04. Baku Hantam
"Gendut!" Para pengikut Jing Yanxi yang lain berteriak histeris. Mereka semua terlihat berang setelah jatuhnya kawan mereka di tangan Hua Fei.
Mereka sangat ingin menolong kawan bertubuh gendut yang sekarang jatuh di tanah dan mengerang kesakitan. Namun, Hua Fei telah terlebih dahulu melompat menghalangi mereka semua.
"Hei, ingin menolongnya? Majulah kalian semua jika ingin merasakan tinjuku ini!" Hua Fei mengepalkan tinjunya dengan sikap menantang yang dia buat seangkuh mungkin.
Salah seorang dari mereka berteriak lantang, "Hua Feiii! Kau benar-benar membela anak dari si pengkhianat ituuuu!"
"Tidak usah banyak bicara!" Hua Fei membentak dan tidak memedulikan perkataan mereka, tentang ayah dari Jing Ling. Baginya, dia akan berada di garis depan saat saudaranya dalam bahaya.
"Ayo! Siapa lagi yang ingin merasakan tinjuku?" Tantang Hua Fei dengan mengacungkan kepalan tinjunya sambil menyeringai sinis. "Aku akan menjatuhkan kalian satu demi satu, atau berenam sekaligus!"

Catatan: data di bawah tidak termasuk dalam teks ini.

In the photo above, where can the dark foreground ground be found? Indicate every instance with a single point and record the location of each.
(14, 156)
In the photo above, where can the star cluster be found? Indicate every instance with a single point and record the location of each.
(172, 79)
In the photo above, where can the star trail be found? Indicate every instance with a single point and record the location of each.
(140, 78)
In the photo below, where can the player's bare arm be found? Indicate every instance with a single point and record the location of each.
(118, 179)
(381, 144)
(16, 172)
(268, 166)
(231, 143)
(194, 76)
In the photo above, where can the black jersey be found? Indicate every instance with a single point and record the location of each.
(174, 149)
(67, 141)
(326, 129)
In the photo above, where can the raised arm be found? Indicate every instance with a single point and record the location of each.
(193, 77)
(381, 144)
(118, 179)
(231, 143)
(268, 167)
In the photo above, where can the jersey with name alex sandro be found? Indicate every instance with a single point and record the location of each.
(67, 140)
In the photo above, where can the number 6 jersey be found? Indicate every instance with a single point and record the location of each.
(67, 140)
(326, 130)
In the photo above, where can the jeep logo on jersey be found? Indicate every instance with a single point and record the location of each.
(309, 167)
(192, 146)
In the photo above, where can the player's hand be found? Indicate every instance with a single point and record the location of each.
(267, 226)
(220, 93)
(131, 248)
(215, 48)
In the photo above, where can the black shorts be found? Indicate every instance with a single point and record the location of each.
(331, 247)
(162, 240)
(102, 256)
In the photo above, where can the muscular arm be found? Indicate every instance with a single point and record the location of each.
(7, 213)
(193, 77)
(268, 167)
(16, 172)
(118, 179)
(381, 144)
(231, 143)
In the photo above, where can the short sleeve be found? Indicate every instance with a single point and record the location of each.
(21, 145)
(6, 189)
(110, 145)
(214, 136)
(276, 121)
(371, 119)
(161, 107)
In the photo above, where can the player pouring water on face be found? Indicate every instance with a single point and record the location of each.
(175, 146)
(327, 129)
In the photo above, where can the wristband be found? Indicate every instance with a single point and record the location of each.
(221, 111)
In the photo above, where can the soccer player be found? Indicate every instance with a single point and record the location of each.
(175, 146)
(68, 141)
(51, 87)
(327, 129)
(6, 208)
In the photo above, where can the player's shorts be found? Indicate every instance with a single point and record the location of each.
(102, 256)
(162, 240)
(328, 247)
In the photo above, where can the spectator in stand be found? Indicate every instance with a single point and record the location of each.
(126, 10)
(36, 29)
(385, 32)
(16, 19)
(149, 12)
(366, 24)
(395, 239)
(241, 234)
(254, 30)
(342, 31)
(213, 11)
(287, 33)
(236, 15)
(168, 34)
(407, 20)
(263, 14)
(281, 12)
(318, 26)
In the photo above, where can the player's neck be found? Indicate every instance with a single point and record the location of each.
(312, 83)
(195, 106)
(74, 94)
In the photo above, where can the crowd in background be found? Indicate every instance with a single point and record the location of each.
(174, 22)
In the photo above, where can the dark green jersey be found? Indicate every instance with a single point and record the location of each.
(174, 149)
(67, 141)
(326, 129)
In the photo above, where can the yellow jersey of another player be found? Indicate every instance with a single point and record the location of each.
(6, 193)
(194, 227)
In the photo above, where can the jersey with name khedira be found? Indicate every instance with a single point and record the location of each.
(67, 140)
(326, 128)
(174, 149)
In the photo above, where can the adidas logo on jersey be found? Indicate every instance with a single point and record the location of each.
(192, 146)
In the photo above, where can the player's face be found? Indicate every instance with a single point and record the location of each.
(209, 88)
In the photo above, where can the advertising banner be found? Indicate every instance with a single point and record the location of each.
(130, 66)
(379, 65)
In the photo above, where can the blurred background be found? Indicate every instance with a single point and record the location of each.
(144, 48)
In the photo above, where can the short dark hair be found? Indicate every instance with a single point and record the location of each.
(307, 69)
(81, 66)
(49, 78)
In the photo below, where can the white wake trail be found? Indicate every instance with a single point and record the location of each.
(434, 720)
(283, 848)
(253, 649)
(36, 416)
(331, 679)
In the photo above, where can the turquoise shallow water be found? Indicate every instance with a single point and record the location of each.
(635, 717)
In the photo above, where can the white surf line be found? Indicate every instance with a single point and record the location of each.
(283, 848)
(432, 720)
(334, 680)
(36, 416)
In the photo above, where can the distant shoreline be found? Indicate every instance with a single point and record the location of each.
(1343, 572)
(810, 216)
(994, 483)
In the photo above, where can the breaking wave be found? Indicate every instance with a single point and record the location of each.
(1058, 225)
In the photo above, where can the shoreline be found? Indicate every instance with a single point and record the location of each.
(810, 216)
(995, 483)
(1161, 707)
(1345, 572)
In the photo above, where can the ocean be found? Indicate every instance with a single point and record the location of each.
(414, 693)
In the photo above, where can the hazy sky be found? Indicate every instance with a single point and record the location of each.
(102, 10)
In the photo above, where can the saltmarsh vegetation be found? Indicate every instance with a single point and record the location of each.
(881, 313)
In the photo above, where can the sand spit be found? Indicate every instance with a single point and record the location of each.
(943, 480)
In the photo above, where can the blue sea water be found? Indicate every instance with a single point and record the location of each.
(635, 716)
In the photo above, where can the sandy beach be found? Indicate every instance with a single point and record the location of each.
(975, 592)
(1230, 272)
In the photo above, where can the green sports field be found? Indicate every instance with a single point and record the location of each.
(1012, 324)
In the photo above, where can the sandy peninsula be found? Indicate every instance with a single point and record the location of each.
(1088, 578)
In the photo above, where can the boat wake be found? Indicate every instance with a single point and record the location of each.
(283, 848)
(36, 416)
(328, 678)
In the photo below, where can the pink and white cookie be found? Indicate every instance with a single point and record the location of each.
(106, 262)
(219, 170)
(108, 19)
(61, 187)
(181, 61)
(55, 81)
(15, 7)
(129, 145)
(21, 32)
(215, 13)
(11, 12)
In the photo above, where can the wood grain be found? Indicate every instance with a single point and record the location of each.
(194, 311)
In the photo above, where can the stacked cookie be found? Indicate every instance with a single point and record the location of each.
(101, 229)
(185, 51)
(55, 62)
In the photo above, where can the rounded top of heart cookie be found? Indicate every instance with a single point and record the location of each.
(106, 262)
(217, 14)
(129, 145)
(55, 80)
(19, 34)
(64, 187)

"Lihatlah betapa congkaknya si pembela anak pengkhianat itu!" Salah seorang anak bua Jing Yanxi menunjuk dengan gerakkan dagu ke arah Hua Fei. "Paling-paling setelah ini, dia akan menangis dan mengadu kepada pamannya."
Gelak tawa para anak muda itu terdengar sangat menyakitkan di telinga Hua Fei. Cahaya dingin tajam menghancurkan tampak berkilatan di kedua bola matanya. Hua Fei berkata, "Jangan banyak bicara. Mau bertarung ya tinggal bertarung saja. Mengapa kalian harus repot-repot mengejek orang lain?"
"Atau, sebenarnya kalian semua sedang merasa ketakutan dan ingin segera lari dari hadapanku?" Hua Fei tersenyum mengejek. "Walau sebenaranya, jurus tinjuku ini sudah sangat ingin membuat kalian semua babak belur dan pulang dengan wajah buruk."
"Hah! Kau pikir kami takut pada jurus murahanmu itu?" Anak lelaki berbadan sedang dengan sebuah tahi lalat pada kiri hidungnya maju dan langsung menyerang Hua Fei secara serampangan. Ia melayangkan kepalan tinju berkekuatan penuh.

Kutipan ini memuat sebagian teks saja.